Matriarcado (Matriarchy)

Filme grego que se baseia numa experiência sociológica única, agrupando diversas mulheres distintas, vindo de todo tipo de lugar, vítimas dos mais variados tipos de abusos, juntas numa espécie de “ONG”, que as estimula a botar para fora tudo que lhes foi oprimido. É, literalmente, um estudo sobre a singularidade feminina, como elas suportam aquilo que parecem insuportável, para além de rótulos e esteriótipos, não beira ao senso comum e dá uma aula de feminismo nato, sem parecer piegas e tão pouco artificial. Em tempo, onde no Brasil a Lei Maria da Penha acaba de completar uma década, sendo ampliada com a sanção da Lei do Feminicídio, nos faz pensar o quão primitivo somos, sobretudo por normatizar as agressões, nossa sociedade precisa muito ainda evoluir para de fato sermos um matriarcado. Mas é bom ver que há pessoas que ainda tentam chegar lá, dá uma esperança.

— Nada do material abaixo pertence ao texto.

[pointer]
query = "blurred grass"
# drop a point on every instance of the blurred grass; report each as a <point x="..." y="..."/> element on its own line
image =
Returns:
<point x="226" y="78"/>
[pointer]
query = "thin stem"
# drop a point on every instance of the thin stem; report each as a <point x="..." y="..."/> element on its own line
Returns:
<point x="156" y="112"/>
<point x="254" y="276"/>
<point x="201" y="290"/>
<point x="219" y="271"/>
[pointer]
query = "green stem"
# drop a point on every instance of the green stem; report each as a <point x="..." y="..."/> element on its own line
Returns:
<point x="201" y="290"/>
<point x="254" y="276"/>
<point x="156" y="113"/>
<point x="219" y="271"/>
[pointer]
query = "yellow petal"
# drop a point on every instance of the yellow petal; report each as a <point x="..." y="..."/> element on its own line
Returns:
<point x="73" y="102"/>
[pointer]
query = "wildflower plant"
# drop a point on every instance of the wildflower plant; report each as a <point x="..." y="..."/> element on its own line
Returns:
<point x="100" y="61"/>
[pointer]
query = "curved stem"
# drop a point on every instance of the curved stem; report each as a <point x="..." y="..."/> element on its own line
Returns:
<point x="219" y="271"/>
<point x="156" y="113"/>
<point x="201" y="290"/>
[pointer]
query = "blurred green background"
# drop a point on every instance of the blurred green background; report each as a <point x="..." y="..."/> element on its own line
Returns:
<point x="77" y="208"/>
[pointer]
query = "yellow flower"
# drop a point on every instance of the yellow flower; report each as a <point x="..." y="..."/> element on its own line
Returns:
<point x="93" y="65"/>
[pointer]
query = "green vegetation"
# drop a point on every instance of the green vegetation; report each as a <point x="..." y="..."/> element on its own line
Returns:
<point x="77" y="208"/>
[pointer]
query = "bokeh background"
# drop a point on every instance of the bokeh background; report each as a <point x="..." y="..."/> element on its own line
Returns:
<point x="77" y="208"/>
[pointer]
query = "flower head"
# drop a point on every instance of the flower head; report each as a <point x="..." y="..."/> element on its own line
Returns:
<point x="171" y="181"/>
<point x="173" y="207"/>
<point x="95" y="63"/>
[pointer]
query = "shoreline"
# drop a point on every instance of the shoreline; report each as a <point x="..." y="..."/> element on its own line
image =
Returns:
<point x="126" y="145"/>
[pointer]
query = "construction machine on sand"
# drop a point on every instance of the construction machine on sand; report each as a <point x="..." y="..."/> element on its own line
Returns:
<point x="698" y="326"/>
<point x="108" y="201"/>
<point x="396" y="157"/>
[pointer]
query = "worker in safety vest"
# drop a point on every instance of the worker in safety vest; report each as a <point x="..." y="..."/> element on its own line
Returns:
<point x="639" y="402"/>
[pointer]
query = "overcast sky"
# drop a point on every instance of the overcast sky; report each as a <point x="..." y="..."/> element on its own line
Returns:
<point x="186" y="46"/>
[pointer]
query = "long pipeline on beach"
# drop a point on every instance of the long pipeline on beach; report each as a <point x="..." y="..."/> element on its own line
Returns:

As Mil e Uma Noites: Parte 1 – O Inquieto (Idem)

Particularmente, estava curioso para a reinvenção do antológico conto das Mil e Uma Noites pelas mãos de um dos mais excepcionais realizadores portugueses, ainda mais sabendo que ele dividiu em três partes independentes entre si. “O Inquieto”, sua primeira parte, começa com uma denúncia da situação portuguesa precária, vítima de uma política feroz de austeridade econômica, ruindo a estabilidade social do país, onde que isso se encaixa na vida do diretor? É exatamente isso que ele nos mostra, sua apatia em realizar um filme para um país tão fragilizado, porém ele nos entrega sua obra. Em sua primeira parte, nos deparamos com Sherazade contando três contos para o Rei evitando sua morte, cada um deles é atualizado ao contexto social-econômico e político de Portugal, sendo cada um espetacular em sua essência, com destaque ao episódio do Galo, na qual o animal nos tenta “acordar” os humanos para a apatia referente da sociedade civil aos assuntos de interesse público. É cômico, atual e incrivelmente instigante, nos arrebata ao mesmo tempo que nos deixa com gostinho de quero mais. Imperdível.

Mate-me Por Favor (Idem)

Fui ver pelo furdúncio que causou no Festival do Rio, chegando a arrebatar os prêmios de direção e atriz. Sinceramente, algo não compreensível. Há qualidades técnicas eficientes, na sua fotografia e em certo ponto sua direção, mas o filme é de uma bobagem tão grotesca que no final o seu título não deixa de ser uma boa recomendação para quem queira arriscar a conferir. Eu não recomendo morte mais horrível que essa.

 

Aliança do Crime (Black Mass)

Vendido principalmente como o retorno triunfal do astro Johnny Deep a boa forma, depois de inúmeros fracassos, além de ser uma aposta quase certa para a próxima temporada de premiações. O filme peca por ser convencional, é narrado de um jeito ultrapassado demais, consegue construir uma atmosfera grandiosa quando Deep está em cena, ele é o filme, seu personagem por mais grotesco que seja é arrepiante, nos impressiona, cativa, amedronta, enoja… Enfim, é um misto de sentimentos, ainda há um elenco de peso com bons momentos, Benedict Cumberbatch, Kevin Bacon, Joel Edgerton (esse último na atuação de sua carreira). O problema se baseia mesmo na direção quadradinha de Scott Cooper, além numa maquiagem grosseira nos personagens, chega a prejudicar o astro principal. Contudo, não ao ponto de dispensa-lo de sua próxima indicação ao Oscar, acredito eu. Tinha potencial para além de filme de gênero, mas infelizmente decai aqui, o que não deixa de ser uma pena para o cinema como um todo.